Before chat templates, chat formatting information was stored at the class level - this meant that, for example, all LLaMA checkpoints would get the same chat formatting, using code that was hardcoded in transformers for the LLaMA model class. For backward compatibility, model classes that had custom chat format methods have been given default chat templates instead.

Default chat templates are also set at the class level, and tell classes like ConversationPipeline how to format inputs when the model does not have a chat template. We're doing this purely for backwards compatibility - we highly recommend that you explicitly set a chat template on any chat model, even when the default chat template is appropriate. This ensures that any future changes or deprecations in the default chat template don't break your model. Although we will be keeping default chat templates for the foreseeable future, we hope to transition all models to explicit chat templates over time, at which point the default chat templates may be removed entirely.

For information about how to set and apply chat templates, please see the technical documentation.

How do I get started with templates?

Easy! If a tokenizer has the chat_template attribute set, it's ready to go. You can use that model and tokenizer in ConversationPipeline, or you can call tokenizer.apply_chat_template() to format chats for inference or training. Please see our developer guide or the apply_chat_template documentation for more!

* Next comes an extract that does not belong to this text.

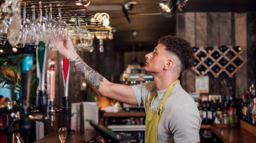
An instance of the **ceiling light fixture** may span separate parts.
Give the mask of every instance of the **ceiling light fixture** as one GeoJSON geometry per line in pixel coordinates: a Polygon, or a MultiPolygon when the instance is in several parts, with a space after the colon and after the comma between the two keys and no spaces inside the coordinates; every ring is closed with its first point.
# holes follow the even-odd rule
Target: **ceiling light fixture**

If a tokenizer doesn't have a chat_template attribute, it might still work, but it will use the default chat template set for that model class. This is fragile, as we mentioned above, and it's also a source of silent bugs when the class template doesn't match what the model was actually trained with. If you want to use a checkpoint that doesn't have a chat_template, we recommend checking docs like the model card to verify what the right format is, and then adding a correct chat_templatefor that format. We recommend doing this even if the default chat template is correct - it future-proofs the model, and also makes it clear that the template is present and suitable.

You can add a chat_template even for checkpoints that you're not the owner of, by opening a pull request. The only change you need to make is to set the tokenizer.chat_template attribute to a Jinja template string. Once that's done, push your changes and you're ready to go!

If you'd like to use a checkpoint for chat but you can't find any documentation on the chat format it used, you should probably open an issue on the checkpoint or ping the owner! Once you figure out the format the model is using, please open a pull request to add a suitable chat_template. Other users will really appreciate it!

Conclusion: Template philosophy

We think templates are a very exciting change. In addition to resolving a huge source of silent, performance-killing bugs, we think they open up completely new approaches and data modalities. Perhaps most importantly, they also represent a philosophical shift: They take a big function out of the core transformers codebase and move it into individual model repos, where users have the freedom to do weird and wild and wonderful things. We're excited to see what uses you find for them!